Seitdem hat Haase ein beeindruckendes Archiv aufgebaut. Neben kaputten Helmen sammelt sie auch die Geschichten, die sich um die Unfälle ranken. «Ich habe Unfälle mit 40-Tonnern, bei denen der Helm das Leben des Fahrradfahrers gerettet hat», sagt sie. Oder von einer Frau, die von hinten von einem Auto mit 65 Stundenkilometer angefahren wurde und so hart mit dem Kopf auf die Windschutzscheibe schlug, dass diese brach.

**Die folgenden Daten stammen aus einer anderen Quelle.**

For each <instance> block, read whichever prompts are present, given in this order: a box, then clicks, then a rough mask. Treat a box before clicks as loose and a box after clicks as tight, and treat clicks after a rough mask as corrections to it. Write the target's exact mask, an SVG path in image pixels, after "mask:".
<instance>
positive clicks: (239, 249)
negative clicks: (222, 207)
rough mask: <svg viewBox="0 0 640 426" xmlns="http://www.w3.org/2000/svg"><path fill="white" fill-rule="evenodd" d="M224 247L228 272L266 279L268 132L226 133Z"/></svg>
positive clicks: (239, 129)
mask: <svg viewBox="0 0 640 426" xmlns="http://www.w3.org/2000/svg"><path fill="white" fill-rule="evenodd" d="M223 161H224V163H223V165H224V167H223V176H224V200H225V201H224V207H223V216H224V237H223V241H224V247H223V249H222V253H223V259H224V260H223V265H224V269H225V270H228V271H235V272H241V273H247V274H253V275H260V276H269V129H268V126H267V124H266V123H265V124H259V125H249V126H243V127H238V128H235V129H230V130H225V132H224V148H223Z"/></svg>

Auch sie überstand den Unfall dank Helm fast unverletzt.
«Viele machen sich kein Bild davon, was mit dem Kopf passiert, wenn ein Fahrradfahrer stürzt», sagt Haase. «Wer einfach nur seitlich umkippt und mit dem Kopf aufschlägt, bei dem wirkt eine Kraft von einer Tonne Gewicht auf den Schädel.» Selbst mit einem Vorschlaghammer könne man auch den preisgünstigsten Fahrradhelm nicht so zerstören, wie es bei Unfällen passiere.
Haase arbeitet mit der Bonner Hannelore-Kohl-Stiftung für Unfallverletzte mit Schäden des zentralen Nervensystems zusammen. Seit Juli versucht die Stiftung, mit einem Plakat auf das Thema Fahrradhelm aufmerksam zu machen. Das Poster zeigt ein Mädchen in einer Blutlache auf der Straße liegend. «Wir hatten auch negative Reaktionen, das Plakat sei zu drastisch», sagt Helga Lüngen von der Stiftung. Man habe die Kampagne sogar mit den provokativen Aktionen von Benetton verglichen.
Ellen Haase zeigt nicht nur die Fälle, in denen der Helm Leben gerettet hat. Auch das Überwachungsvideo einer britischen Kaserne in Gütersloh nimmt sie mit in die Schulen. «Ein Major der Armee wollte nur kurz in die Kaserne fahren und wurde von einem Auto erfasst.» Auf dem Band ist zu sehen, wie der Mann auf den Asphalt schlägt. Sofort ist die Militärpolizei vor Ort, und keine 30 Sekunden später ein Rettungswagen, der nur zufällig vorbeikam. «Man sieht, dass die Sanitäter sofort anfangen zu arbeiten.» Aber währenddessen breitet sich rund um den Kopf des Opfers eine Blutlache aus. Der 32-Jährige ist sofort tot.